What gVisor SKIPS (The "Normal VM" stuff)

In a normal VM, KVM provides a massive amount of infrastructure to simulate a motherboard. gVisor ignores almost all of it:

  • Interrupt Controllers (APIC/PIC): Normal VMs need complex logic to handle hardware interrupts (like a mouse click or a disk finishing a task). gVisor doesn't have virtual hardware, so it doesn't need virtual interrupts.
  • I/O Port Emulation (IN / OUT): In a normal VM, the Guest OS talks to hardware using I/O ports. KVM intercepts these. gVisor applications don't use I/O ports; they use SYSCALL.
  • BIOS/UEFI: gVisor doesn't "boot." There is no virtual firmware.
  • Device Bus (PCI/USB): There are no virtual buses in gVisor.

The Technical "Twist": Syscalls vs. I/O

This is the most important technical distinction between gVisor and QEMU:

  • Normal VMM (QEMU): Configures KVM so that the Guest OS can handle its own system calls.
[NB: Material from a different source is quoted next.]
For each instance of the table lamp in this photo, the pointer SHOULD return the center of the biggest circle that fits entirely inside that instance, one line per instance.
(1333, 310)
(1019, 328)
KVM only exits to QEMU when the Guest OS tries to talk to Hardware (like a Virtual Disk).
  • gVisor VMM (runsc): Configures KVM so that it triggers a VM-EXIT on every System Call.
    • gVisor uses the KVM_SET_GUEST_DEBUG or specific intercept bits to ensure that as soon as the app hits the SYSCALL instruction, KVM hands control back to the Sentry.

Comparison: Role of KVM

Function Normal VM (QEMU/Firecracker) gVisor (runsc)
KVM Usage Full (CPU + RAM + Interrupts + I/O) Minimal (CPU + RAM only)
Virtual Hardware Yes (NIC, Disk, GPU, etc.) None
Guest OS Full Kernel (Linux/Windows) None (Only the App)
VM-EXIT Trigger Hardware I/O / Faults System Calls
The "VMM" QEMU (Large, C) Sentry (Slim, Go)

Is gVisor a VMM?

Yes. In the KVM model, runsc is the VMM.

In the Linux kernel's eyes, runsc is doing exactly what QEMU does: it is a user-space process that opened /dev/kvm and is calling ioctl commands to run code in a virtual context.

However, because runsc doesn't have to simulate a hard drive, a network card, or a power button, its "VMM" code is much smaller and more secure than QEMU. It uses KVM as a system call interceptor rather than a hardware emulator.